The bay Ingolfsfjordur in the Strandir District is about 8 km long and 1½ km wide at the mouth. The bay itself is deep and free of obstructions for vessels, but just outside it are shallows and skerries. The lowland areas are very limited on the bay and the access to the nearest bay towards northwest, Ofeigsfiord, is a 4wd trail along the mountain slopes, and that really is the end of the road in this part of the country.
That is a starting point for many hikers, who spend days on end in this uninhabited area. Some prefer shorter hikes, and rent a boat to take them a bit further. On the other end, a boat trip to Bolungarvik or Isafiord is necessary to get back to civilization.

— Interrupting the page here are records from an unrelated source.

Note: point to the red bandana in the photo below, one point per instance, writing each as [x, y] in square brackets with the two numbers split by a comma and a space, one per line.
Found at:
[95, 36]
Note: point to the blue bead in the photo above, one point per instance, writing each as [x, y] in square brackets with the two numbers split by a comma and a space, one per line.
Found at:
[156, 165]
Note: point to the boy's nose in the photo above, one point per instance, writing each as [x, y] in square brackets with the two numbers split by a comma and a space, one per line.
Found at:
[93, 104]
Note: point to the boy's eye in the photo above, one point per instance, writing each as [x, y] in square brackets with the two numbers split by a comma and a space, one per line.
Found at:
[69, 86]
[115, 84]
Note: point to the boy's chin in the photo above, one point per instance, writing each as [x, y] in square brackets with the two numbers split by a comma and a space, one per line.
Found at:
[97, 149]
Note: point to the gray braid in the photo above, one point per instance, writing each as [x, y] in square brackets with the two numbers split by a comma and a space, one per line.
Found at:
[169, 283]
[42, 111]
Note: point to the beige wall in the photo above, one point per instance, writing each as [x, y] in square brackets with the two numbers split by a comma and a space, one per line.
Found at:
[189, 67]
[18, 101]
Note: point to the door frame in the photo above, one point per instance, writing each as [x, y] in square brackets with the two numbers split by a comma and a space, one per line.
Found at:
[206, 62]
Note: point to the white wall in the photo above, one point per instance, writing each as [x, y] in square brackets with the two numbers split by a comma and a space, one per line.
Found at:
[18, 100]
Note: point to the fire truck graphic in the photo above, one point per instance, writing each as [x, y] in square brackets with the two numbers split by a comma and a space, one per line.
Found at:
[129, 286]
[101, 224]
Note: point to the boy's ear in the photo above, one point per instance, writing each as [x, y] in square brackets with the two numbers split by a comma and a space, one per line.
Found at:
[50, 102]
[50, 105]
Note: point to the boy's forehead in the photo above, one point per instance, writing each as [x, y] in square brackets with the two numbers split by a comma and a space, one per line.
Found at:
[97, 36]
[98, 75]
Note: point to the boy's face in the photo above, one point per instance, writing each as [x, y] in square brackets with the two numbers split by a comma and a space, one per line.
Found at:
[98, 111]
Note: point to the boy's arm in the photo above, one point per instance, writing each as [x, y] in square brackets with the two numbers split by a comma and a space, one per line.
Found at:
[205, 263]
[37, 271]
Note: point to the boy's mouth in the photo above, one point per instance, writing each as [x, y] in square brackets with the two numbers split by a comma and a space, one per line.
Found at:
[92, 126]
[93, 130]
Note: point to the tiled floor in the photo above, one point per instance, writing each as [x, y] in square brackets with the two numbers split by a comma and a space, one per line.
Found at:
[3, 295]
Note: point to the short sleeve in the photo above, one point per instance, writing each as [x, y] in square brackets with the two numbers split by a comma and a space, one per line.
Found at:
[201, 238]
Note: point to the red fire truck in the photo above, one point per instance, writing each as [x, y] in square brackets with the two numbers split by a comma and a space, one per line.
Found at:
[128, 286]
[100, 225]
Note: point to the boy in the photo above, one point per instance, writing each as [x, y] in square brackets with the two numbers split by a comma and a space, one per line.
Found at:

During the period between 1915 and 1919, the Norwegians started pickling the herring in many stations along the Ingolfsfiord Bay. Then the price of their products collapsed and this short boom ended. Between 1944 and 1946, a herring factory was built at Eyri bye entrepreneurs, who hoped to profit from the herring catch in the Huna Bay, which soon failed. The operation of the factory ended in 1952 and the hamlet was abandoned.
A few people spend the summer there to reap the natural advantages, such as eider down gathering, drift wood processing, seal hunting and fishing. The farm Munadarnes on the mouth of the bay is still occupied the whole year and is the northernmost inhabited farm of the district.